John le Mesurier Sighs, Snow, and Grand Designs

Hancock stealing le Mesurier's slot. No change there, the cad. 

“I rather felt I’d given the game away with Bod.”
Where elsewhere and the country is neck-deep in snow here in Tolly Maw it is, and I quote god here, all rather lovely. God (as you might remember incarnate as John le Mesurier) sits on the only sofa not being used as a big-shelf for many-dollies. This leaves me only with the hard wooden chair on which to sit but that’s less of a problem than one might think as I’ve scarce had the chance to sit down. For John le Mesurier is a thirsty god and I’ve rarely looked about to be seated without the deity rattling cup on saucer in such a charming way I have to be about kettle and teabag once more.
The birds are chirruping, the Will Selfs are gambolling on their lawn and all unaware of the Tracey Emin (now fitted with a bell about her neck – albeit a doorbell) that stalks them. We watch nature’s delightful cycle, that natural circle of everything but we being terrified, nervous and dead long before their time. Or right on time, as John le Mesurier decides. Or perhaps he delegates?
“I delegate,” he agrees. “Or rather being frightful, I leave it to others.”
He’s up here because he does so hate being angry. Back down south and Arch-Bishops are burbling about gay-marriage, and the middle classes are burbling about Bishops. And it’s none of it all a part of John le Mesurier’s grand-design. Or his Grand Designs, but no one listens and mention of his rather charmingly vague plans puts him in need of a cake, so I have to hunt up tin, slice and plate.
“They all point at me, the darlings,” says John le Mesurier. “You think they’d be more grateful? Or only a little?”
“Your Grand Designs?” I say. I have to do it from the work surface because his appearance rather startled. By rather meaning very-much, and by startled screeching like a stuck cat and vertically jumping my own height in surprise.

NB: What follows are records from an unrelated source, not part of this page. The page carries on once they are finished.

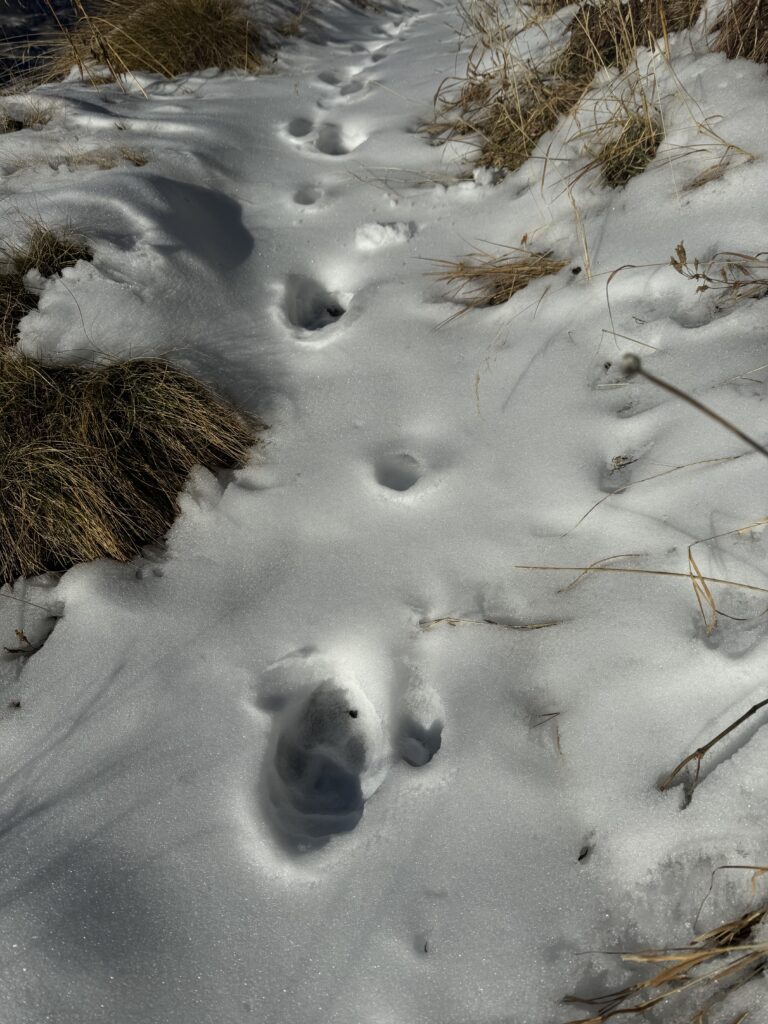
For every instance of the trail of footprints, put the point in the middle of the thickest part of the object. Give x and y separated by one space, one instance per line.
330 750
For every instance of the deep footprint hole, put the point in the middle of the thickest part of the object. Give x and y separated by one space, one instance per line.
306 196
309 305
397 471
300 127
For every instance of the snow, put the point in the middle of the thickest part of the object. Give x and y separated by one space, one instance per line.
195 826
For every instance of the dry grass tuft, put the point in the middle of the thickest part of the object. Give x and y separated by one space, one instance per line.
92 459
716 965
626 134
481 279
43 250
742 30
164 37
507 101
732 275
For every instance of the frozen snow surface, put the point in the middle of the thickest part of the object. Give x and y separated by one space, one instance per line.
244 780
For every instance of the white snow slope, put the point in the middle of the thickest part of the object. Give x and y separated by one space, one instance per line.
244 782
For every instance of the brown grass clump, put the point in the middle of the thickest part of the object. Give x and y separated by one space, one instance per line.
92 459
716 965
622 144
483 280
508 102
44 250
742 30
164 37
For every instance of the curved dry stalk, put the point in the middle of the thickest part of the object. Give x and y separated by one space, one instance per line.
428 624
698 754
585 569
633 365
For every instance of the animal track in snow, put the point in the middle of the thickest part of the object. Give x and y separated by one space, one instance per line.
328 137
330 751
306 196
377 236
351 87
397 470
307 304
330 78
299 127
335 140
329 757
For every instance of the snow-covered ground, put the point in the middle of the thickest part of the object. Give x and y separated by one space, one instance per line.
246 780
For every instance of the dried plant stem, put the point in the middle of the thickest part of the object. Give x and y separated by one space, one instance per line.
698 754
584 569
632 365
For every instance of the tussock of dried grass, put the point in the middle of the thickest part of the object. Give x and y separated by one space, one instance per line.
483 280
44 250
622 144
508 102
710 970
92 459
164 37
742 30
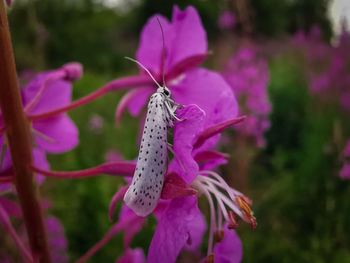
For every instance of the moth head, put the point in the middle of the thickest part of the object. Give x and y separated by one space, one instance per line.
164 90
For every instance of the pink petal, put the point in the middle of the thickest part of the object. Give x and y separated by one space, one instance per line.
175 187
57 240
136 103
216 129
345 172
189 36
184 37
11 207
62 132
184 134
117 196
132 229
209 160
185 65
229 250
57 94
150 49
132 256
175 229
210 92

“I put it on the frightful box for them,” he says. He adds as I clamber down, “Kevin McCloud, earnest fellow. Programme to do with chaps building hobbit-holes, or all of glass, or the one made of straw?”
“I saw that one,” I say.
“Everyone saw that one, dear heart,” says John le Mesurier. Grand Designs is god’s grand design to make everything on television occupy the teatime slot on a Sunday. Albeit all the time. He’s tried to show the difference. A tired old jab at reality television, but one apt. After all it takes quite some talent, quite some effort. Throw ten balls in a crowded-anywhere and you will probably hit ten people that don’t argue all that much, get to know one another and given that all they have to do is one task a week – do it. So ten balls sucked into vacuity, then well...
He sighs.
I say, “Is that wise, sir?”
He at least pretends to appreciate the quote. But snow, and not here, because we’re godly folk in Tolly Maw, though our vicar is Ming The Merciless and god is John le Mesurier, and worship is best through a black and white film. On a Sunday, afternoon, before tea. And is there a black and white film on? Something Ealing, something holy? No, because if John le Mesurier is not an angry god then he is a sad god. And the best he can do is Carry On Screaming.
So it’s snowing everywhere else and it’ll be slushy, and icy, and filthy in the cities. Unless you sit down with tea, cake, and Carry On Screaming.
“And Bod?” I say, knowing he narrated.
“An anagram,” says John le Mesurier. A clue, and just like Dan Brown – no, it’s not.